Оперативник никак не мог оттащить Гуревича, который пытался вцепиться врагу в шею и, кажется, сломать ее, словно тростинку.
— Брось, Женька! — скомандовала невесть откуда взявшаяся Марина, ловко схватила дискету и моментально сунула ее в дисковод — никто и глазом не успел моргнуть. Гуревич тут же бросил жертву и уставился на монитор. Словно пара стервятников над падалью, они кружили над монитором, не обращая ни малейшего внимания на оторопевших милиционеров — впрочем, Талызин, оторопевший меньше остальных, уже протягивал Петренко на подпись признание. Тот подписал, не сводя завороженного взора с Гуревича.
— Что он тебе сказал, фуфло? — уже совсем иным, горьким и усталым голосом спросил Женька. — Основная идея?
— Что-то про статистику. Думаешь, я не пытался вспомнить? — не менее горько ответил Андрей. — Все думал, напрягусь да вспомню, но это безнадежно. А тебе что, тоже файлы не помогли? Там какая-то ахинея. И тут все услышали всхлипывания. Марина рыдала, обняв монитор и нежно прижавшись к нему щекой. Рыдала так, что у Талызина заболело сердце, и пришлось доставать валидол.
— Марина Олеговна! — ахнул Гуревич, пораженный до глубины души. — Вы плачете? Вы плачете? Не надо, вам нельзя, вы не такая!

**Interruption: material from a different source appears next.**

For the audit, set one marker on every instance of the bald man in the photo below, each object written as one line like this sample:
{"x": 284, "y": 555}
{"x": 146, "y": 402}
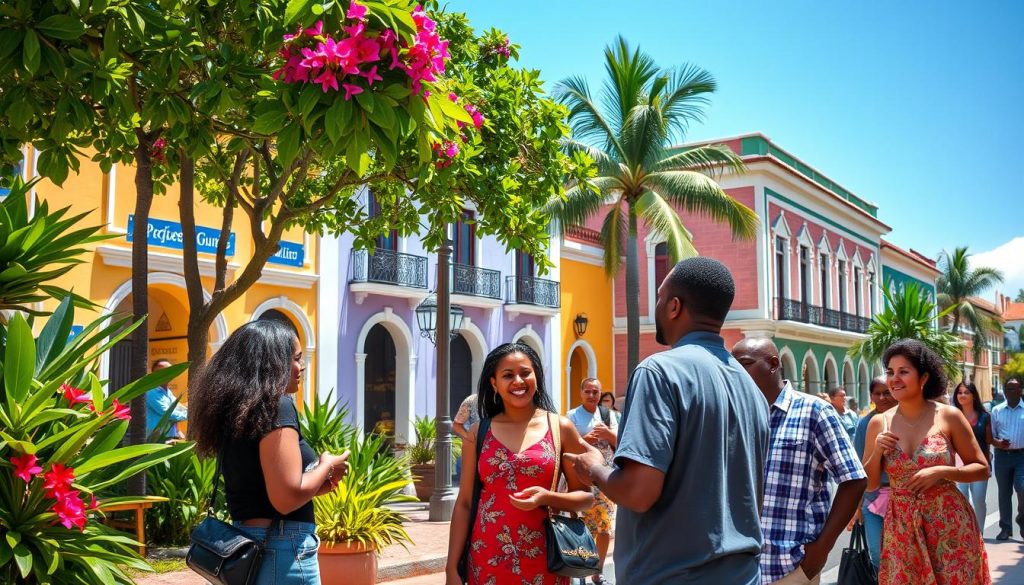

— Буду! — упрямо всхлипнула Марина.
— Марина Олеговна! Я… я понимаю, я сам тоже… мне тоже… но… это ведь естественно, что мы не разобрались, правда? — робко и ласково произнес Женька. — Он писал для себя, а он гений. Там есть логика, там наверняка есть все, что нужно, открытие, оно там, просто нашим мозгам оно недоступно. Мы не умеем разобраться, понимаете? Но вы забыли, я ведь тоже гений! Я пока еще мало знаю, мне учиться надо, год, два, десять, я не знаю, сколько, но рано или поздно я стану таким же умным, как он! И тогда я пойму все, что здесь написано, и опубликую — под его именем, конечно, и открытие это не пропадет зря, честное слово! Я не дам ему пропасть зря!
Марина отцепилась от монитора и, улыбнувшись сквозь слезы, кивнула.